Former New York City mayor Eric Adams is pushing back against accusations that a memecoin tied to his name was a rug pull, saying he did not make any money from the token after it crashed shortly following launch.
The Solana-based token, branded as “NYC Token,” briefly surged after going live before unraveling almost immediately. Less than an hour after launch, the token was already down over 80%, catching traders flat-footed and setting off a flood of criticism across crypto social media.
Soon after the collapse, on-chain analysts began circulating screenshots and transaction data showing large liquidity movements near the peak. Those transfers became the foundation for claims that insiders may have pulled funds while buyers were still piling in.
Adams’ team says that the interpretation is wrong.
According to statements reported by several outlets, Adams did not trade the token, did not control the liquidity, and did not profit from the launch. A spokesperson described the allegations as inaccurate and said the former mayor had no involvement in executing transactions tied to the pool.
The response marks the clearest public denial since the token’s collapse turned into a broader reputational issue.
What the data showed, and what it did not
Blockchain tracking accounts flagged that roughly $2.5 million in liquidity was removed from the token pool shortly after trading volume spiked.
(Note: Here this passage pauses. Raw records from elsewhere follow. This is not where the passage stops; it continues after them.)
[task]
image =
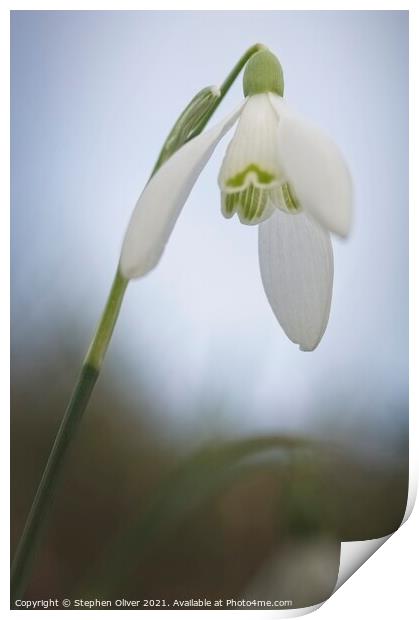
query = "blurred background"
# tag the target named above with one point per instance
(216, 459)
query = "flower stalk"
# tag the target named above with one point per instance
(90, 370)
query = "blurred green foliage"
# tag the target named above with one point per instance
(138, 515)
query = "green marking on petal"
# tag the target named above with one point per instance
(250, 204)
(290, 201)
(239, 179)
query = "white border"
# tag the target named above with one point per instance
(384, 587)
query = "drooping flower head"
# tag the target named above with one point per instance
(279, 172)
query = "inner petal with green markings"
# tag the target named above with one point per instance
(251, 178)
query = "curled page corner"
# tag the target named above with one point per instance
(354, 554)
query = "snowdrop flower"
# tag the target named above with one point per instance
(280, 173)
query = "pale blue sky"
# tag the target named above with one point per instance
(93, 97)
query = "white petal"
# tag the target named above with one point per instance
(316, 170)
(252, 155)
(296, 264)
(161, 202)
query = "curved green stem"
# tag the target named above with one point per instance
(79, 400)
(228, 82)
(89, 373)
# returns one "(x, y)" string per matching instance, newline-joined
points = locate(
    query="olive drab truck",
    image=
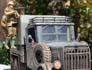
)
(48, 43)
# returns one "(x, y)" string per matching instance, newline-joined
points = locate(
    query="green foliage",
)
(4, 57)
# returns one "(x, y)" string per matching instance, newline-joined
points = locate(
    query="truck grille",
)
(77, 58)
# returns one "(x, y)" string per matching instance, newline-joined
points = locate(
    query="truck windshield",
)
(58, 33)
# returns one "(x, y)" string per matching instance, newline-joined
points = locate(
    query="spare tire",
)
(42, 53)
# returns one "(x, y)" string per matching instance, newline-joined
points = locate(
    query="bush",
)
(4, 56)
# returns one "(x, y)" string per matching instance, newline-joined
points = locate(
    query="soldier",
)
(9, 21)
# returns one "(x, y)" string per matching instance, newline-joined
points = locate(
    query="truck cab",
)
(48, 43)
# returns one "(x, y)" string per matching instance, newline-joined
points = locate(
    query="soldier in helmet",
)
(9, 21)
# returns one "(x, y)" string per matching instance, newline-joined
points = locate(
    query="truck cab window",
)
(31, 31)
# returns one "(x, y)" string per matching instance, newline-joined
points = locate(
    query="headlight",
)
(57, 64)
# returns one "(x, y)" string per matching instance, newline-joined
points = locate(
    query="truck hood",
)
(65, 44)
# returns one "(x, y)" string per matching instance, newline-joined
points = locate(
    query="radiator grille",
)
(77, 58)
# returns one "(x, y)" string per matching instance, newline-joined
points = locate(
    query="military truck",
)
(48, 43)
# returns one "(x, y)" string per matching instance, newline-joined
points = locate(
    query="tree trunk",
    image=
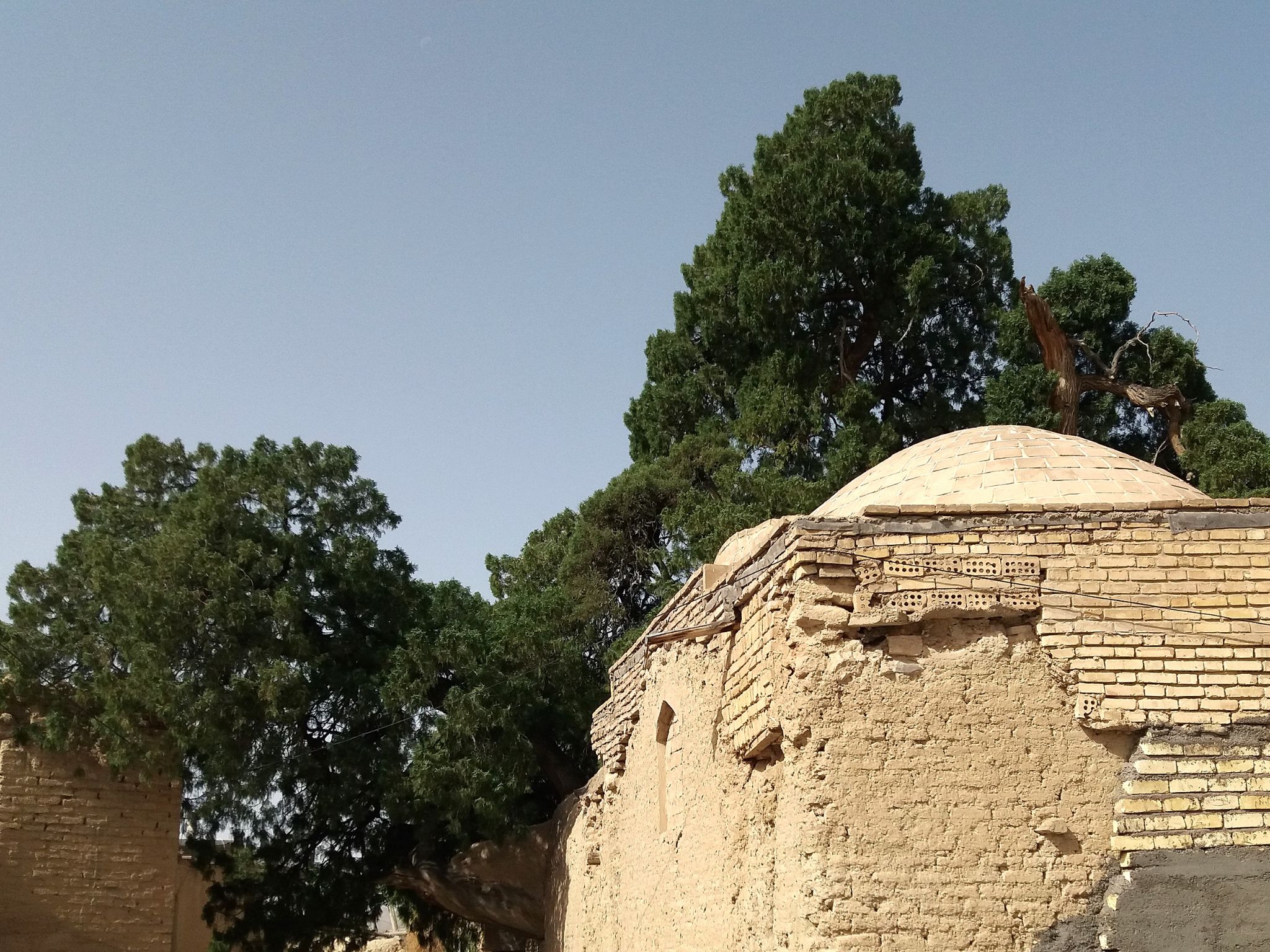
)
(494, 906)
(1059, 356)
(499, 886)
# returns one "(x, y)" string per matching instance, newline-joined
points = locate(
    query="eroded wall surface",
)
(705, 879)
(943, 730)
(88, 862)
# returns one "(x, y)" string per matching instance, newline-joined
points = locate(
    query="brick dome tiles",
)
(1002, 465)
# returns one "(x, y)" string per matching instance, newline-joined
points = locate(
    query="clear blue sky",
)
(441, 232)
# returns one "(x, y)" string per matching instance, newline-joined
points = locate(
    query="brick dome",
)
(1008, 465)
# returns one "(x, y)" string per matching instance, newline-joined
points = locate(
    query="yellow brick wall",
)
(88, 863)
(980, 714)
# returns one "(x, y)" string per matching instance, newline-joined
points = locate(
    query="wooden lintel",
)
(694, 632)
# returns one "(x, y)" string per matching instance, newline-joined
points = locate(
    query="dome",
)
(1002, 465)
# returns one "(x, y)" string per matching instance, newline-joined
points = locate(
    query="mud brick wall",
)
(750, 679)
(88, 863)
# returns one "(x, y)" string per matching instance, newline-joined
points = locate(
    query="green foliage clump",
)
(231, 619)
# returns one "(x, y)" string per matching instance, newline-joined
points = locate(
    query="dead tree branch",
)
(1059, 353)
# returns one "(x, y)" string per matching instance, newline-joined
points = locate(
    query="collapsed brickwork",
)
(945, 723)
(88, 861)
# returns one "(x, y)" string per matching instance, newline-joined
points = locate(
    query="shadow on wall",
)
(25, 926)
(190, 933)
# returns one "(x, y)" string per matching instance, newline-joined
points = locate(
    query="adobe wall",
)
(710, 878)
(944, 730)
(88, 863)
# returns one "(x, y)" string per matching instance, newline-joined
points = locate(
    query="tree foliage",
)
(838, 309)
(234, 617)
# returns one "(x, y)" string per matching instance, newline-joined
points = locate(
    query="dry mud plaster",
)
(956, 736)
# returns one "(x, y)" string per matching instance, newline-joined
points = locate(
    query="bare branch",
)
(1180, 316)
(1130, 342)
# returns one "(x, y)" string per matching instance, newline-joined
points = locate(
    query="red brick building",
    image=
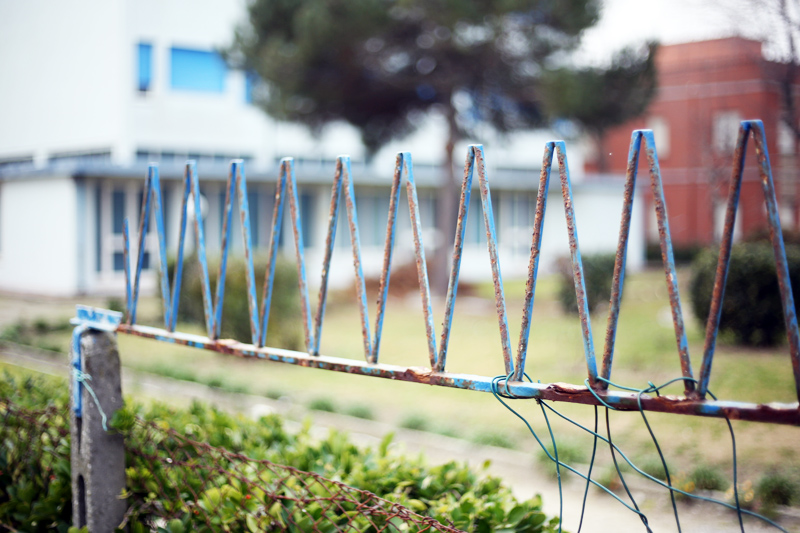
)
(705, 89)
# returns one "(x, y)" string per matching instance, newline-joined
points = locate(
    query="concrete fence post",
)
(98, 456)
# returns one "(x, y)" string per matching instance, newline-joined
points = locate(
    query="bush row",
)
(752, 312)
(450, 493)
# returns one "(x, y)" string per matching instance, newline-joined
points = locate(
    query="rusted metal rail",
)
(696, 388)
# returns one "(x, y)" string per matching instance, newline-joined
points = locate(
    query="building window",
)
(307, 217)
(145, 52)
(726, 131)
(660, 129)
(118, 210)
(786, 139)
(197, 70)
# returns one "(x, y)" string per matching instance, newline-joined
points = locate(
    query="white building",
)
(93, 90)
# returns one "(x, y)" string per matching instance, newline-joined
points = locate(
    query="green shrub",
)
(598, 272)
(35, 481)
(777, 488)
(707, 477)
(751, 311)
(361, 411)
(451, 493)
(683, 254)
(653, 466)
(494, 438)
(285, 324)
(322, 404)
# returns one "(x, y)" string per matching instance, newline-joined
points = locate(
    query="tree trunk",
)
(446, 211)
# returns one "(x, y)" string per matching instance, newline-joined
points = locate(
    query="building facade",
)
(705, 89)
(93, 91)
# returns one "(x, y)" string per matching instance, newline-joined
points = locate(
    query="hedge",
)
(752, 312)
(449, 493)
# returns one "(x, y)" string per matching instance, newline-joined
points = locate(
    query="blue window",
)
(197, 70)
(250, 82)
(119, 261)
(118, 210)
(145, 66)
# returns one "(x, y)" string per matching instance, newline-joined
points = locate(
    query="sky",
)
(631, 22)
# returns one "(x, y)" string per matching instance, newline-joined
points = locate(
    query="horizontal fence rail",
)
(594, 391)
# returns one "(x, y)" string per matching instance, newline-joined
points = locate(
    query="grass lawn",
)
(645, 351)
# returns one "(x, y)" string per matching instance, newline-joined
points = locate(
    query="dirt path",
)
(517, 469)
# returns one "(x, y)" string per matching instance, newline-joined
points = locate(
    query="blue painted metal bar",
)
(618, 279)
(383, 288)
(774, 412)
(352, 218)
(158, 211)
(274, 241)
(177, 276)
(756, 127)
(330, 238)
(287, 166)
(144, 218)
(725, 246)
(491, 241)
(200, 239)
(419, 250)
(244, 215)
(458, 249)
(343, 184)
(227, 219)
(577, 264)
(776, 238)
(668, 259)
(126, 252)
(533, 263)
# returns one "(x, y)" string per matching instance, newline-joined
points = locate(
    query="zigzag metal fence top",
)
(594, 391)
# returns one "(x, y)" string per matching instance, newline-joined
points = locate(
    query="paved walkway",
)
(517, 469)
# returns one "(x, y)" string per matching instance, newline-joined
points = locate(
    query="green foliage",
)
(35, 492)
(777, 488)
(322, 403)
(361, 411)
(598, 272)
(449, 493)
(415, 421)
(751, 311)
(283, 331)
(707, 477)
(378, 67)
(683, 254)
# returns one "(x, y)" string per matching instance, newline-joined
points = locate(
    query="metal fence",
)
(594, 391)
(512, 385)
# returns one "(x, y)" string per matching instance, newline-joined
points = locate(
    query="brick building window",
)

Some of that liquidity later reappeared, but analysts noted that a remaining portion was never publicly accounted for.
That gap, combined with the speed of the price collapse, was enough to raise alarms. For many traders, it resembled patterns seen in past memecoin failures, where early participants exit while late buyers are left holding losses.
At the same time, analysts caution that liquidity movement alone does not automatically prove a rug pull. Without clear information about who controlled the wallets or how the launch was structured, intent remains difficult to establish.
Those unanswered questions continue to hang over the project.

Adams distances himself from execution
Adams has framed the token as an awareness-driven effort rather than a personal financial play. His representatives say he had no role in managing wallets, adjusting liquidity, or overseeing the technical rollout.
What remains unclear is who did.
No detailed breakdown of governance, treasury controls, or launch safeguards has been published. That absence has done little to calm skepticism, particularly among traders who watched the price collapse in real time.
As of publication, there has been no announcement of regulatory action or formal investigation tied to the token.
A familiar sensitivity around NYC-branded crypto
The backlash landed quickly in part because New York City-themed crypto projects already carry a history. The move was consistent with Adams’ earlier stance on digital assets. Early in his term, he converted his first mayoral paychecks into Bitcoin and Ether, framing the decision as a statement of support for the industry.
That enthusiasm later met reality with the decline of NYCCoin, a separate project linked to the CityCoins initiative, which faded after liquidity dried up and exchanges suspended trading.
For many market participants, that context made the latest collapse feel uncomfortably familiar.
What this episode leaves behind
The NYC Token episode now sits alongside a string of politically linked memecoins that move fast on hype and unravel just as quickly once questions start piling up. Even when a public figure says they did not make money, doubts about who controlled the launch, who held the keys, and what was disclosed tend to linger longer than the denial itself.
In crypto markets, transparency often matters more than intent. Once on-chain data enters the conversation, explanations arrive late, and trust becomes difficult to recover.
For traders who bought into the launch, Adams’ denial does little to change the outcome. For the broader market, the episode serves as another reminder that visibility and branding do not replace structure, accountability, or clear lines of responsibility.